Regardless of whose stats you choose to adhere to, there’s one common cause that is on almost every list of reasons why businesses fail. Many businesses fail because they lack access to adequate capital. In my opinion it is not the #1 reason, but it is one of the 3 biggest reasons for businesses not getting started, or not being able to endure.
Two of the things that successful business owners do is plan and execute. I know it sounds basic, but that basic formula has helped many succeed. When it comes to obtaining capital, I tell people they should make it their goal to do three things.
3 Goals of Properly Borrowing Money as a Small Business Owner:
1. Always be able to borrow more money when and if it’s needed for the business.
2. Always go get your “working capital” before you need it – not after you find yourself in a mess. Your lines of credit will be a blessing when you’re in a mess, but good luck obtaining them when times are tough!
3. Always ensure that you do everything possible so you can obtain as much capital as possible, with the best possible terms, and with the least amount of collateral required.
So for someone looking to succeed in business, how do we do this?
It starts with personal credit. Do you know what your FICO score is (not your FAKO score)? You can only buy your FICO scores at myfico.com. Other credit scores are referred to as FAKO scores. You should not only learn and know about it, but you should also understand what makes a good, robust credit profile.
Credit scores can be deceiving in many ways. One is the FICO vs. FAKO confusion. Two, is that there are multiple versions and generations of FICO scores. Third, is that having plenty of tradelines to support your credit profile is very wise. This is because a credit score alone doesn’t fully tell you how much repayment history you have across a variety of different tradelines or opportunities.
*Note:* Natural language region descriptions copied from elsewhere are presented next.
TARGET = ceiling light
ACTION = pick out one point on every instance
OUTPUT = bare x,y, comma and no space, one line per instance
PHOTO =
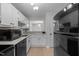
69,6
64,9
32,4
35,8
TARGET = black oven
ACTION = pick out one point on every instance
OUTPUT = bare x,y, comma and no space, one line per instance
9,34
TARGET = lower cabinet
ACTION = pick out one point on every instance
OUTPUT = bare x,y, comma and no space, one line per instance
14,50
28,44
20,48
58,51
6,50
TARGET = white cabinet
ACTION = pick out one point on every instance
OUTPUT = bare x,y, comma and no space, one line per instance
38,40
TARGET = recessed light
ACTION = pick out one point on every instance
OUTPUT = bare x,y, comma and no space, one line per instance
65,9
69,6
32,4
35,8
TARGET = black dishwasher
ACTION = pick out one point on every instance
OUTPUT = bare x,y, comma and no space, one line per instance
73,46
6,50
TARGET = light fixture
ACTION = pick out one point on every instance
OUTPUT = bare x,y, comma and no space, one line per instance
35,8
32,4
65,9
69,6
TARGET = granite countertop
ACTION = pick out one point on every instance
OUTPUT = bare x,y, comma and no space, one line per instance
14,42
75,34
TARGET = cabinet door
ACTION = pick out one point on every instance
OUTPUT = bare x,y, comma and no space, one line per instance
28,44
21,48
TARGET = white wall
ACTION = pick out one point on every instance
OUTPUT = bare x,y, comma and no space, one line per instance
72,18
49,28
10,15
36,25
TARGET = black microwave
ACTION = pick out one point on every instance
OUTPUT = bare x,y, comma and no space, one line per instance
74,30
9,34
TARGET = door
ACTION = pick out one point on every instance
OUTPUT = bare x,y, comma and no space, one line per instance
51,34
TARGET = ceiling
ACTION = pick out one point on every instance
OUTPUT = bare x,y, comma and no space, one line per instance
28,11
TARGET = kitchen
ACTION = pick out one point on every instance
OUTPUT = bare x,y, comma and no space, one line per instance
39,29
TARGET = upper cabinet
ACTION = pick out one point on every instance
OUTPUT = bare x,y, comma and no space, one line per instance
68,17
11,16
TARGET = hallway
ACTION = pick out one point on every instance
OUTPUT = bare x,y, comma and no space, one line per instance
41,52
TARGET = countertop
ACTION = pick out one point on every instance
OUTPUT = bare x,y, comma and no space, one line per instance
75,34
14,42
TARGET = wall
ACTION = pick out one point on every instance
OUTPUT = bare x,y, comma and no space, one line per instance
49,28
36,25
72,17
10,15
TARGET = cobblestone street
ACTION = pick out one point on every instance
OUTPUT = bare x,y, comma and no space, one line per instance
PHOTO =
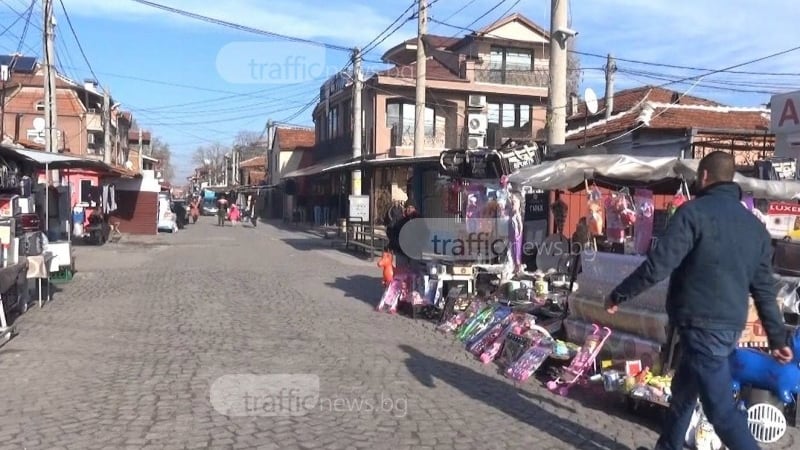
125,355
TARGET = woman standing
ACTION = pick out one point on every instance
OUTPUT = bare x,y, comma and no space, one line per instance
194,208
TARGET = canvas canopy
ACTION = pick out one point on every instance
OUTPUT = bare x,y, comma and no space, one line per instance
567,173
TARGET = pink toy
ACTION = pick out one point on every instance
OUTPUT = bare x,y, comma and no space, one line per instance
585,359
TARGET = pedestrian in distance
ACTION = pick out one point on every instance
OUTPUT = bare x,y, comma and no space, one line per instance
717,254
222,211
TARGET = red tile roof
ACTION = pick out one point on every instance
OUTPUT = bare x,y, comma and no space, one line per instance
257,162
291,139
666,116
629,98
133,136
434,70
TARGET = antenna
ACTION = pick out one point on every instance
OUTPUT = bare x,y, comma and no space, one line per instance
590,98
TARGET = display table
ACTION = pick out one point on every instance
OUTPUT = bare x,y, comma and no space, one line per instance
10,277
39,269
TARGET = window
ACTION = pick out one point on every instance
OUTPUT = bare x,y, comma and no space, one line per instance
86,191
401,117
509,115
35,136
333,122
508,65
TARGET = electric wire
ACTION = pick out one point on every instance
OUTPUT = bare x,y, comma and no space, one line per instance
240,27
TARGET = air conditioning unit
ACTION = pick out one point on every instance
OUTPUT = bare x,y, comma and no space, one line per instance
477,102
477,123
475,142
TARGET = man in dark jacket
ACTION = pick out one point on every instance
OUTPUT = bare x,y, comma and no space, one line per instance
716,254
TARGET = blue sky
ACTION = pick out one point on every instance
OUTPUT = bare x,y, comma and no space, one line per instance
194,83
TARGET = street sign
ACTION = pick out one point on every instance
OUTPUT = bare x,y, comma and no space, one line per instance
785,113
359,207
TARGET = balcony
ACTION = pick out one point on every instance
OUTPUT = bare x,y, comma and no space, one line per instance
94,121
338,146
536,77
402,141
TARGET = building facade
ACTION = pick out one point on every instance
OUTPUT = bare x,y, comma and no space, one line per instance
482,89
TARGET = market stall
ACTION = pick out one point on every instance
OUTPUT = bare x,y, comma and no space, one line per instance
642,349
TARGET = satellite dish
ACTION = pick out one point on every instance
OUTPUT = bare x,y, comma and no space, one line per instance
591,100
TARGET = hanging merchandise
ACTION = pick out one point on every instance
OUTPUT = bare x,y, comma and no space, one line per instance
626,208
681,197
595,219
615,229
643,232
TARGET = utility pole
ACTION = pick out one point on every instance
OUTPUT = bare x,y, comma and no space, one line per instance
50,106
141,152
557,92
5,74
357,127
611,69
107,127
419,122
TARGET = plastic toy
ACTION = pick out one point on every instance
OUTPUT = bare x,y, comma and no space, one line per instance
585,359
386,263
762,371
533,358
499,317
476,323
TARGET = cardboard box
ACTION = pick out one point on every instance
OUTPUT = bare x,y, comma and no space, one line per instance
753,334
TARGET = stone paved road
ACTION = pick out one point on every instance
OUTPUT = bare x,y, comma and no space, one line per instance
125,355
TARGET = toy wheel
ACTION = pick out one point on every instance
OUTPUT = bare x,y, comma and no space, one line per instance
767,423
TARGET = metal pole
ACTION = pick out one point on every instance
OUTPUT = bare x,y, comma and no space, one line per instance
611,68
557,93
419,122
357,126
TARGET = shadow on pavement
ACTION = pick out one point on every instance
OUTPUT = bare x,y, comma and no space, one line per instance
360,287
504,398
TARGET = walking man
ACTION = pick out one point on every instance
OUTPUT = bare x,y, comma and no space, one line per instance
716,254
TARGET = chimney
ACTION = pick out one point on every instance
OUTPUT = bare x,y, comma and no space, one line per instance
90,85
573,104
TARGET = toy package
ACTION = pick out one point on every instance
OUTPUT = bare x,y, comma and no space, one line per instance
643,232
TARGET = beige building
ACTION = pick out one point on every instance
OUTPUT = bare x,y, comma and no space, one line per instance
482,89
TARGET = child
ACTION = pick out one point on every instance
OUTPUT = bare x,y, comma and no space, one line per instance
234,214
387,264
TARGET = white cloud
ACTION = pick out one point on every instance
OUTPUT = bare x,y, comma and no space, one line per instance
344,24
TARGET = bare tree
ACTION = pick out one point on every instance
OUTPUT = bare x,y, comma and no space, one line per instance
212,158
247,143
161,151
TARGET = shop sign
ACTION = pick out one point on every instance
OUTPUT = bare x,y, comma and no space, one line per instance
536,206
784,113
783,209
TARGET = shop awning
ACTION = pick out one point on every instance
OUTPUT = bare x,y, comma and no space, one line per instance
568,173
401,161
60,161
326,165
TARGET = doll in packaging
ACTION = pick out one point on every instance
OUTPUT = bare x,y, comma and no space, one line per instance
643,232
595,220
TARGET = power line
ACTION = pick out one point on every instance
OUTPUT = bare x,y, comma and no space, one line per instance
240,27
673,66
482,16
78,41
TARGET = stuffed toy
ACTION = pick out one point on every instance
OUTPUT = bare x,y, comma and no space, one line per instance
761,371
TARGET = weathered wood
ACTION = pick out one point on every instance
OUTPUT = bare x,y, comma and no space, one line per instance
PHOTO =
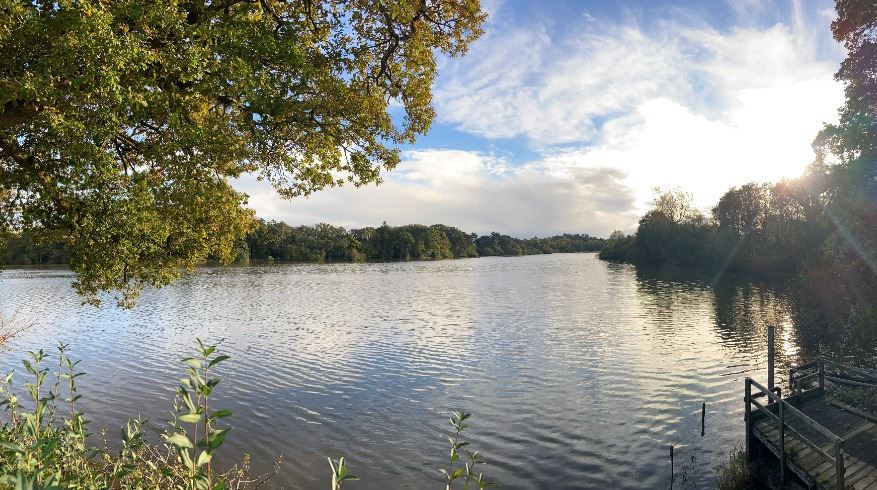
770,354
821,373
747,416
799,414
782,446
861,372
850,382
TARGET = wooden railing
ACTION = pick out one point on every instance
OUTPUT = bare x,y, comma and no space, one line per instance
820,370
782,412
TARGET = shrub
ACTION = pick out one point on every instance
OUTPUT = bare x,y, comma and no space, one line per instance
737,474
44,438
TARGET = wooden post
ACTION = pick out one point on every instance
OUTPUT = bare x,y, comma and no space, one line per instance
747,416
821,366
703,420
782,445
770,350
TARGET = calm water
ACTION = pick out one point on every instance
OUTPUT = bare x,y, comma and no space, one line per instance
580,373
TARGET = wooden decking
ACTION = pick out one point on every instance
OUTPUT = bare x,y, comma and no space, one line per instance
817,441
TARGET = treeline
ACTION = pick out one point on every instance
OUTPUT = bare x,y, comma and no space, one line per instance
278,241
772,228
820,228
819,231
326,243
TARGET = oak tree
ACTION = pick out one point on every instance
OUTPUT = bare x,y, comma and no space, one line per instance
123,121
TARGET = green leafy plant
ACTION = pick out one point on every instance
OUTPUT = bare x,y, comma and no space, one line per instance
737,474
199,421
44,436
470,459
339,473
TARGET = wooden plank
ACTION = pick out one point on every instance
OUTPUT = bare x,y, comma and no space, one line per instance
861,474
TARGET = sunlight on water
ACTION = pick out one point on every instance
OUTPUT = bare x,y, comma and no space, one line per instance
579,373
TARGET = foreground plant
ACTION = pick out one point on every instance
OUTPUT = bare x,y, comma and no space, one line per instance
41,448
44,438
470,459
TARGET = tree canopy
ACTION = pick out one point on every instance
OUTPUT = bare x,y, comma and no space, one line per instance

Look to protect, preserve, and improve your credit profile. With your assets like your primary residence, your retirement account, jewelry, etc. — don’t you protect them, look to preserve them, and hope their value increases over time? Your personal credit should be treated as the asset it is (or can be), so think of it the same way.
You treat your credit as an asset and protect, preserve, and improve it in a variety of ways. One, do not pay anything late ever – and definitely don’t pay anything more than 30 days late. Two, work to remove any late payments or blemishes that are on your credit profile.
Just like you could represent yourself in a lawsuit without an attorney, you could also work to improve your credit profile yourself – or you could hire a professional. Professional credit repair advisors are hard to find. I recommend starting with the National Asssociation of Credit Services Organizations or NACSO.
Third, you should make sure you have at least 3 or 4 (more is better) revolving tradelines on your credit profile. These are your credit cards and credit lines. You will also want the credit limits to improve, and to get as high as possible over time. Also, remember that many business credit cards, like Capital One, report to your personal credit report, so don’t assume you’ve separated your personal and business credit just because you have a business credit card. All credit cards that are showing on your personal credit will count toward this.
Fourth, you must properly manage these credit cards and keep your utilization low. There’s not a magic number, but lower is better. Under 30% is better than being under 40%. Under 20% is better than under 30% but try to be under 10% if possible.
These four credit principles will help you to protect, preserve, and improve your personal credit as you build your business. After all, it’s an asset, so why wouldn’t we pay attention to these important principles? If you do that, then you’ll be much more likely to ensure you can take full advantage of the 3 Goals of Properly Borrowing Money as a Small Business Owner.
Because of the importance of personal and business credit, small-business owners should always actively monitor their business credit, to ensure that the information in their credit file is entirely accurate.